I'd already read this article, and refrained from posting about it.
As gf0012 said, most of the relevant information is classified, and Thompson provides mostly anecdotal evidence.
My gut feeling, though, is that while it's certainly far from being as unprofessionnal as Thompson implies, the US Navy - and the Army and Air Force as well - are probably overconfident.
I frequently read US officers posting on fora such as this one who are unbelievably dismissing of everybody else's armed forces. A marked superiority complex is definetely not a good thing to have when going to war.
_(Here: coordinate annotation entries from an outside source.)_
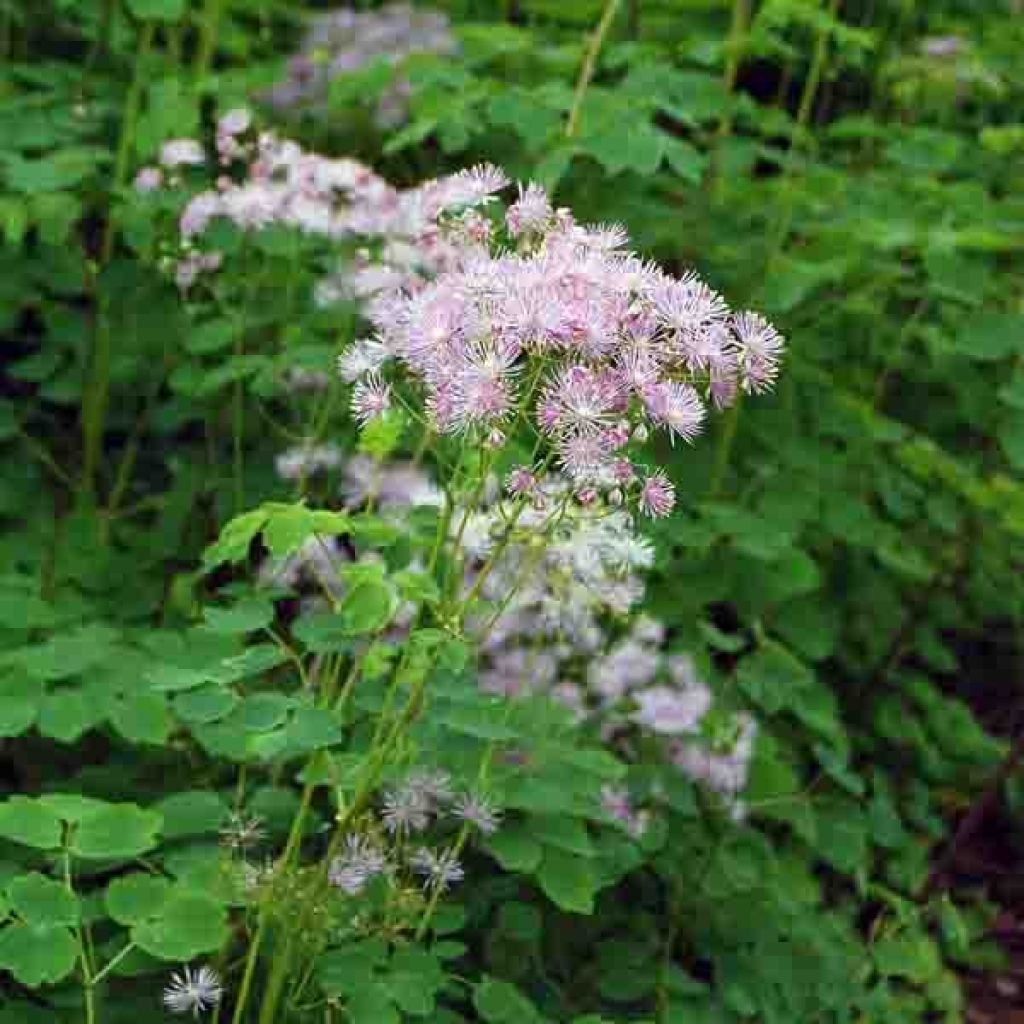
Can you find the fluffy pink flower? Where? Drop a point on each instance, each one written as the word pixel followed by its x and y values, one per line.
pixel 371 398
pixel 657 496
pixel 148 179
pixel 530 212
pixel 181 152
pixel 677 407
pixel 761 349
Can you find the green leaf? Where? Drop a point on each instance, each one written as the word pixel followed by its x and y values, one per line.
pixel 237 536
pixel 133 898
pixel 37 955
pixel 773 679
pixel 30 823
pixel 195 813
pixel 188 924
pixel 842 835
pixel 116 830
pixel 348 968
pixel 685 160
pixel 246 616
pixel 19 701
pixel 68 714
pixel 372 1005
pixel 563 833
pixel 1012 439
pixel 368 607
pixel 514 848
pixel 988 336
pixel 911 955
pixel 42 902
pixel 142 718
pixel 568 881
pixel 501 1003
pixel 636 146
pixel 158 10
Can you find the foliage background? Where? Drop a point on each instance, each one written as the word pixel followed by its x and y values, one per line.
pixel 846 562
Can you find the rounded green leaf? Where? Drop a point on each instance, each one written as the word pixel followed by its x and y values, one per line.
pixel 29 822
pixel 133 898
pixel 189 924
pixel 42 902
pixel 501 1003
pixel 37 955
pixel 116 830
pixel 567 881
pixel 368 607
pixel 195 813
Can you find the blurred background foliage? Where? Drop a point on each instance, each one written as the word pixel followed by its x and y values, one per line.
pixel 848 557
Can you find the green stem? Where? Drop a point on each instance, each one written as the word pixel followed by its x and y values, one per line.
pixel 590 65
pixel 724 452
pixel 208 42
pixel 807 97
pixel 83 949
pixel 738 28
pixel 97 978
pixel 96 396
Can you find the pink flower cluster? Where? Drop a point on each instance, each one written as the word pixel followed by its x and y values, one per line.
pixel 596 346
pixel 343 42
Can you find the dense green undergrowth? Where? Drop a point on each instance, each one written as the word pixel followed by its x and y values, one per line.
pixel 226 643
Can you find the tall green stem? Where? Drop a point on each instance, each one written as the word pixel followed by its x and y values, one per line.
pixel 96 395
pixel 208 39
pixel 738 29
pixel 808 95
pixel 590 65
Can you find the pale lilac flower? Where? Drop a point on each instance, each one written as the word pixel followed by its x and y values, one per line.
pixel 371 398
pixel 615 802
pixel 148 179
pixel 198 214
pixel 181 152
pixel 364 356
pixel 406 810
pixel 240 833
pixel 580 400
pixel 484 388
pixel 626 668
pixel 393 485
pixel 530 212
pixel 724 772
pixel 657 496
pixel 363 860
pixel 761 348
pixel 235 122
pixel 942 46
pixel 440 870
pixel 477 811
pixel 194 991
pixel 676 406
pixel 433 786
pixel 671 712
pixel 307 460
pixel 298 379
pixel 468 187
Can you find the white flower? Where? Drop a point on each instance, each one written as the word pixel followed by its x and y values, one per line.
pixel 193 990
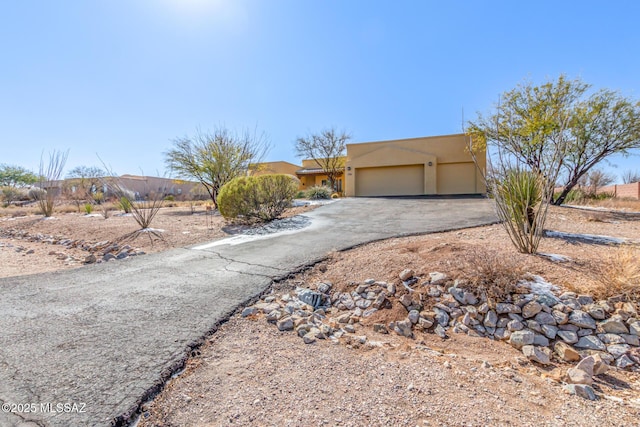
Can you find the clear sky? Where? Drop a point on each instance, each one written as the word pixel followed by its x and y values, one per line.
pixel 120 79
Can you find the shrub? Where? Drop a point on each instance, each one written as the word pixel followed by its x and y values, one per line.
pixel 319 192
pixel 257 198
pixel 125 204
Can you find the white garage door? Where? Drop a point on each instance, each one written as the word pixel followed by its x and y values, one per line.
pixel 390 181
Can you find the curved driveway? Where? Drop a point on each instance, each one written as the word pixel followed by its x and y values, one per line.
pixel 85 347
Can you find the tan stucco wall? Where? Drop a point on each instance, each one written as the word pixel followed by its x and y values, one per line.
pixel 448 166
pixel 274 167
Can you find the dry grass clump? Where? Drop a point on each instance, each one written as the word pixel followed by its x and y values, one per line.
pixel 491 274
pixel 618 275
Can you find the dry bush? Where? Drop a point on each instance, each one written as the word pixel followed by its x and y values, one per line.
pixel 489 274
pixel 618 275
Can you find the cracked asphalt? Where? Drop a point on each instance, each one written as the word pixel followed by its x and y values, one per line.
pixel 86 347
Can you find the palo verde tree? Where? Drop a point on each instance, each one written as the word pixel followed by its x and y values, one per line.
pixel 536 123
pixel 215 158
pixel 327 148
pixel 12 179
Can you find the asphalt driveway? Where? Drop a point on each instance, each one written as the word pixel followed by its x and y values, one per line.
pixel 85 347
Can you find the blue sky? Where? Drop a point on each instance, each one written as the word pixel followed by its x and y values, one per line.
pixel 119 79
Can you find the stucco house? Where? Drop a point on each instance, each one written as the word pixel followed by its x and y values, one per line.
pixel 434 165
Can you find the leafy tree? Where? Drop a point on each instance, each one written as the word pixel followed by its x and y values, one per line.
pixel 327 149
pixel 630 176
pixel 16 176
pixel 557 120
pixel 215 158
pixel 82 183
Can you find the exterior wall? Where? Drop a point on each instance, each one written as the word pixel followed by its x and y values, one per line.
pixel 274 167
pixel 448 166
pixel 631 191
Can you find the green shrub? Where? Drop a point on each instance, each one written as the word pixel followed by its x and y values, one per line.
pixel 125 204
pixel 257 198
pixel 319 192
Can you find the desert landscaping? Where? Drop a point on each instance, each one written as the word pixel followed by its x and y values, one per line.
pixel 338 362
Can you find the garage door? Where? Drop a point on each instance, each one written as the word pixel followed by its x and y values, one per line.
pixel 390 181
It is true that for the past 50 years, the US has enjoyed the ability to pick its fights, and has picked them rather wisely - from a conventional warfare point of view, the political/LIC side is open to much wider argument.
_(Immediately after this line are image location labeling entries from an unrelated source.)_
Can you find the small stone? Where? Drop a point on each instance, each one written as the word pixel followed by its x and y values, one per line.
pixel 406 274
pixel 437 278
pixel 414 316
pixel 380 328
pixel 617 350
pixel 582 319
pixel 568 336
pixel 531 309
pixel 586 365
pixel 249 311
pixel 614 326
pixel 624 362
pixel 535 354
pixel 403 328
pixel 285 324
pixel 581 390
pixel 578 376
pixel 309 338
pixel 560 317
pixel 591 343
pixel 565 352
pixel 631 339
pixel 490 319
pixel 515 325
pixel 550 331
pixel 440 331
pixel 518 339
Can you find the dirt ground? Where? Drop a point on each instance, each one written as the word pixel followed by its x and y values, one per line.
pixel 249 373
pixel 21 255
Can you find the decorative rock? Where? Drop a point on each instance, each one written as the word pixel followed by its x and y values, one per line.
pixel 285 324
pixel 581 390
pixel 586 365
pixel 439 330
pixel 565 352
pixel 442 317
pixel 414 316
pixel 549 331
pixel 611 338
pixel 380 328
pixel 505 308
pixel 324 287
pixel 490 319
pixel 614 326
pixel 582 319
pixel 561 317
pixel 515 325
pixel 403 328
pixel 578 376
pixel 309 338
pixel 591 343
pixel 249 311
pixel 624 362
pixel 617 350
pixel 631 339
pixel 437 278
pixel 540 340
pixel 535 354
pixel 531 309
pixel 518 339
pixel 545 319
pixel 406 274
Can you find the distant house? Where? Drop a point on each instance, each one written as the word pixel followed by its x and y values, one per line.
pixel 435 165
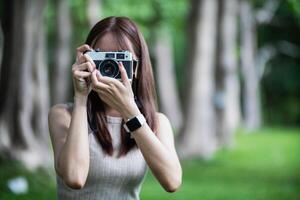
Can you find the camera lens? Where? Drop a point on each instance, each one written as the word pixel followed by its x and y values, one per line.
pixel 110 55
pixel 109 68
pixel 120 56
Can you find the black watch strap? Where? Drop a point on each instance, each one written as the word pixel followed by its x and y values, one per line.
pixel 134 123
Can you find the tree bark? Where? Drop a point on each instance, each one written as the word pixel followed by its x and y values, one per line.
pixel 61 78
pixel 251 96
pixel 165 76
pixel 198 137
pixel 19 138
pixel 94 8
pixel 228 91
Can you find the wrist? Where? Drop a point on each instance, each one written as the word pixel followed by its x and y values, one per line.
pixel 80 100
pixel 130 111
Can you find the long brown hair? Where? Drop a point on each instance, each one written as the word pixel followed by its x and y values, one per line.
pixel 143 85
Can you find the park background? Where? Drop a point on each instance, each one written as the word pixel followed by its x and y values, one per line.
pixel 227 76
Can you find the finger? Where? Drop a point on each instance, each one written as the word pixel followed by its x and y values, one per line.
pixel 97 84
pixel 111 81
pixel 124 76
pixel 80 50
pixel 81 74
pixel 89 59
pixel 81 59
pixel 87 66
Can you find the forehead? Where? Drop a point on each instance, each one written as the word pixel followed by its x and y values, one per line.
pixel 109 42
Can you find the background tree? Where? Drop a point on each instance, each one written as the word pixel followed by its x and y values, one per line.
pixel 62 54
pixel 24 86
pixel 199 135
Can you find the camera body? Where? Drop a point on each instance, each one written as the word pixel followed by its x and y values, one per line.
pixel 107 62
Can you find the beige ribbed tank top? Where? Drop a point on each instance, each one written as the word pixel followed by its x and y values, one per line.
pixel 109 177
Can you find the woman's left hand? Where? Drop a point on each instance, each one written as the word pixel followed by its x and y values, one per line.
pixel 116 94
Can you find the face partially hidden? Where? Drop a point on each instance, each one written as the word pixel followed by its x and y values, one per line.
pixel 109 43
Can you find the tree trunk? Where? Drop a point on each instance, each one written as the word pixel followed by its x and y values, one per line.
pixel 228 90
pixel 94 8
pixel 198 137
pixel 61 77
pixel 165 74
pixel 19 137
pixel 251 95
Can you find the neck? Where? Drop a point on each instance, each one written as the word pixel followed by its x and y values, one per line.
pixel 112 112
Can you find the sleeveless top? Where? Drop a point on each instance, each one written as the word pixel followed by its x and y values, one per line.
pixel 109 177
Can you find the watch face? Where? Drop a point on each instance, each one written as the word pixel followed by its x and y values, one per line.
pixel 133 124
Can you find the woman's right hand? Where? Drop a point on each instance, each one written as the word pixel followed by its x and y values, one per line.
pixel 82 70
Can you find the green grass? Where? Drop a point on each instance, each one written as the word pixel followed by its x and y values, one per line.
pixel 263 165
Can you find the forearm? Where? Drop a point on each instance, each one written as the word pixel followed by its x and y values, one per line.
pixel 74 156
pixel 162 161
pixel 164 165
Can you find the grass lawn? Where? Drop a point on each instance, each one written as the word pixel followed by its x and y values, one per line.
pixel 263 165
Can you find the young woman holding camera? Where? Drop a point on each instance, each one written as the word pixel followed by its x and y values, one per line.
pixel 94 156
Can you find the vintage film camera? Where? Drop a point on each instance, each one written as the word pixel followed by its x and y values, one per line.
pixel 107 62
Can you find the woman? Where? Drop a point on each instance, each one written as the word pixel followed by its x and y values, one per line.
pixel 95 158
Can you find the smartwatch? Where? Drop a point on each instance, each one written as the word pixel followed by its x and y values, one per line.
pixel 134 123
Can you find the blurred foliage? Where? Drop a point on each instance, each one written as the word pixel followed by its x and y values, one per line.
pixel 264 165
pixel 280 85
pixel 280 82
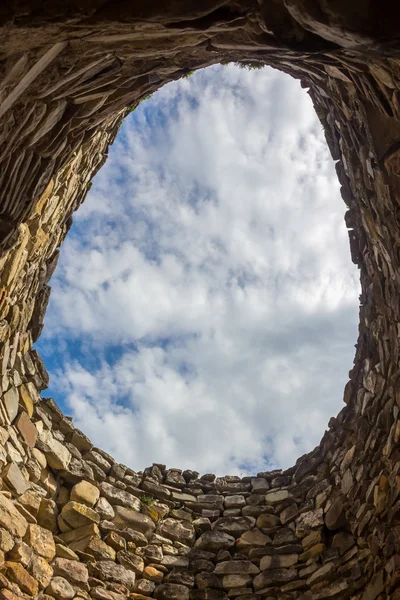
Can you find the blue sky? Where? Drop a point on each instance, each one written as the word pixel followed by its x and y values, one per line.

Therefore, for half a century, US armed forces have only met on the field of battle forces that were markedly inferior. This strategic success emphatically does not imply tactical and operational "ultimacy". Yet more often than not you will hear or read that implication being assumed.
Much is made of the US technological superiority, too. What is meant there, though, is mostly electronic and IT-related technology. While transistors, integrated circuits and software certainly have stupendous military value, they are not the be-all and end-all of military technology. And the fact that you've - successfully - spent a lot more R&D money than the other side doesn't necessarily imply a congruent superiority. I am reminded here of the US and Soviet solutions to writing notes in zero-G in the sixties. NASA spent a respectable sum of money for a ballpen design that would work without gravity. The Soviets gave their cosmonauts pencils.
And it took the fall of the Berlin wall for the West to discover that the technologically inferior Soviets had much better kit than us in some areas - I'm thinking about IR and passive aircraft detection systems.
The gist of this is, while I certainly can't conceive of anybody today who could seriously challenge the US militarily, be it on land, sea or in the air, the US should nevertheless be wary of nasty surprises the day somebody chooses to challenge them and not come to this fight the way they went into the Pacific War.